SEC’S ORDER REQUIRING RESTITUTION REJECTED AS “NONSENSE”

The D.C. Circuit reversed a Commission ruling upholding an order requiring a broker to pay restitution in a “trading away” case. The court concluded that “the SEC decision borders on whimsical or rests on notions of strict liability.” The case was sent back to the SEC for reconsideration. Siegel v. SEC, Case No. 08-1379 (D.C. Cir. Decided Jan. 12, 2010).

The case is based on a disciplinary action brought by the NASD against Michael Siegel. From 1997 through June 1999, Mr. Siegel was employed as a registered representative with Rauscher Pierce Refsnes, Inc., an NASD firm member. The NASD’s Department of Enforcement filed a complaint against Mr.
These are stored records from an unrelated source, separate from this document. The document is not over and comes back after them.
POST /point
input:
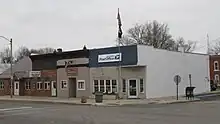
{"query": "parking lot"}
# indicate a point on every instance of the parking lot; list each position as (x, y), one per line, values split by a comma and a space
(32, 113)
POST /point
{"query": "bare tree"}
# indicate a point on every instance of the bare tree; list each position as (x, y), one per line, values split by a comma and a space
(151, 33)
(22, 52)
(188, 46)
(157, 35)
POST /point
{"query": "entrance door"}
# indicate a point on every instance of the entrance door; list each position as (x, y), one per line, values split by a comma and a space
(72, 87)
(53, 88)
(132, 88)
(16, 88)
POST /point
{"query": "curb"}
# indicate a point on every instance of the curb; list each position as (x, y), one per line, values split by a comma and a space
(178, 102)
(96, 104)
(55, 102)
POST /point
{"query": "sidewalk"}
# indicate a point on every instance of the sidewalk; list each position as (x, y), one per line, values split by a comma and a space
(77, 101)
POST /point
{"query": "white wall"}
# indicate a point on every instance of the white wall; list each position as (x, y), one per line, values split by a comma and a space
(162, 65)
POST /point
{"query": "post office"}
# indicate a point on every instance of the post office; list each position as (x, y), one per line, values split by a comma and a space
(146, 72)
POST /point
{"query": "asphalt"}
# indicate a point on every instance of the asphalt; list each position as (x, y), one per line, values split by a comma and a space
(32, 113)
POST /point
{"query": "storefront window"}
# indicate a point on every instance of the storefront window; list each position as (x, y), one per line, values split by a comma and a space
(27, 85)
(141, 85)
(39, 85)
(81, 84)
(114, 86)
(47, 85)
(96, 85)
(1, 85)
(102, 86)
(64, 84)
(123, 85)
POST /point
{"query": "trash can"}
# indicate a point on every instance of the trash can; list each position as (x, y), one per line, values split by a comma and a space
(98, 97)
(189, 92)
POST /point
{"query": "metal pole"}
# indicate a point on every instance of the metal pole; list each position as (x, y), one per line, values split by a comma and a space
(177, 90)
(208, 44)
(119, 67)
(11, 68)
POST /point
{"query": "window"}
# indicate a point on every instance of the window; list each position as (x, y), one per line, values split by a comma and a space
(216, 66)
(96, 85)
(114, 86)
(28, 85)
(123, 85)
(1, 85)
(63, 84)
(81, 84)
(141, 85)
(39, 85)
(216, 78)
(47, 85)
(105, 86)
(108, 86)
(102, 86)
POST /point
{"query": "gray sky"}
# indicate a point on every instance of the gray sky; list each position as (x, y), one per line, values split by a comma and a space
(72, 23)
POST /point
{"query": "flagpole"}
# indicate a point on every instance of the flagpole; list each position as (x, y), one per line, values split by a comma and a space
(119, 51)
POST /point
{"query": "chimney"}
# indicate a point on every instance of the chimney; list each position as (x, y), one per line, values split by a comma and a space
(181, 49)
(84, 47)
(59, 50)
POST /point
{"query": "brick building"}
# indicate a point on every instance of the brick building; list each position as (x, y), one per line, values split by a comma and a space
(20, 74)
(214, 70)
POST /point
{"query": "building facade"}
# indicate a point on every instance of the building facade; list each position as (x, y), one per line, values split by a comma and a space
(146, 72)
(20, 73)
(135, 71)
(214, 62)
(73, 77)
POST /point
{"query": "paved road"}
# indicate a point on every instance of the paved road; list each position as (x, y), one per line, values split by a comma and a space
(30, 113)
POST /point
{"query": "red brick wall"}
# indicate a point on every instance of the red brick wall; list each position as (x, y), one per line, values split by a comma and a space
(6, 90)
(46, 75)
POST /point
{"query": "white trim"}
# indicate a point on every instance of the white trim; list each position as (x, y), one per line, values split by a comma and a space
(129, 96)
(116, 85)
(27, 85)
(140, 85)
(39, 82)
(61, 81)
(103, 85)
(48, 85)
(84, 85)
(215, 66)
(216, 78)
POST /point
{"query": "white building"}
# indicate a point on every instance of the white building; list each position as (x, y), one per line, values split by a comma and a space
(147, 72)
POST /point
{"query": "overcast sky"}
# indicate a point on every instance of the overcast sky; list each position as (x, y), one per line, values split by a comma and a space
(70, 24)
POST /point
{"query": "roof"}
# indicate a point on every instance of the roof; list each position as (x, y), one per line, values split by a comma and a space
(75, 53)
(22, 66)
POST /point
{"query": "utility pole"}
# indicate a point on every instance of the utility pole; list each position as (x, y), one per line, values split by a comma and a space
(11, 56)
(208, 44)
(11, 67)
(119, 52)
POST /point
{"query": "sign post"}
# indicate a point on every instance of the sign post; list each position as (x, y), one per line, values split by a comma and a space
(177, 80)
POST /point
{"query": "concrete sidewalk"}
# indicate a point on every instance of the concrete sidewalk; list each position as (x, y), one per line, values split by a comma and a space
(77, 101)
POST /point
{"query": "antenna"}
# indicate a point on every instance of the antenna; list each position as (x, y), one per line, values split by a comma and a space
(208, 44)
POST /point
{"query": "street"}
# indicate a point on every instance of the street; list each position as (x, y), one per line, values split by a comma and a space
(36, 113)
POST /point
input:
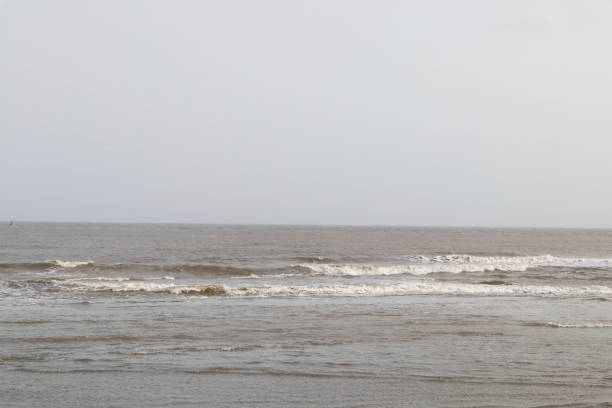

Siegel in 2002 alleging that while employed with Rauscher he violated the Code of Conduct rules with respect to four clients. Those clients invested in World Environmental Technologies, Inc., a speculative start-up company which eventually failed, wiping out their investment.

The NASD complaint claimed that Mr. Siegel violated NASD Conduct Rules 3040 and 2110 when he “sold away,” that is engaged in private securities transactions on behalf of his clients without notifying the firm. It also alleged violations of Rules 2310 and 2110 when he recommended World ET without having reasonable grounds to do so. The record demonstrated that the clients were sophisticated and wanted to speculate. Mr. Siegel, who knew the company and had served on its board, did not read the prospectus he furnished the clients about the company. He did not make anything on the transactions.

The hearing panel concluded that Mr. Siegel violated the rules as alleged in the complaint. It imposed a six month suspension and a $20,000 fine for the violation of Rules 3040/2120 and a six month suspension and a $10,000 for violations of Rules 2310/2110. It did not require restitution. The suspensions were to be served concurrently. On appeal to the NASD’s National Adjudicatory Council, the decision of the panel was affirmed. However, Mr. Siegel was ordered to pay restitution and his suspensions were to be served concurrently. The SEC affirmed this decision.

The DC Circuit reversed and remanded the case to the SEC for further consideration by the on the question of restitution. That question focuses on the cause of the loss suffered by the clients, the court noted. Restitution is payable under Principle 5 in NASD’s Sanction Guidelines to remediate misconduct in certain circumstances. Specifically, it can be order when “when an identifiable person . . . has suffered a quantifiable loss as a result of a respondent’s misconduct, particularly where a respondent has benefited from the misconduct.”

Under this principle, there must be a demonstration of a causal connection between the broker’s misconduct and any loss at issue. In assessing the question of causation the Circuit Court noted that there are various theories of causation which range from “but for” to “proximate” to “substantial factor” to “loss causation.” Each theory approaches the question of causation from a different vantage point. “But for” causation, the Court noted, may be almost limitless. “Proximate causation,” on the other hand, would require a direct relation between the conduct and the alleged injury. The “substantial factor” test is used when there have been two or more concurrent causes. In contrast, “loss causation” focuses on the reason why the investment was lost and would preclude an award where the investment would have been lost regardless of the fraud.

After reviewing these tests, the Court noted that the use of these tests may not always be clear or mutually exclusive. Nor is the list exhaustive. At the same time, the Court stated it did not know which test should be used under Principle 5. Making this determination is the responsibility of the SEC. The Commission, however, failed to offer any explanation of the applicable test of causation. Rather, the SEC offered only a footnote commenting on causation which the court described as “nonsense.” Accordingly, the matter was remanded to the SEC to reconsider the question of causation and restitution.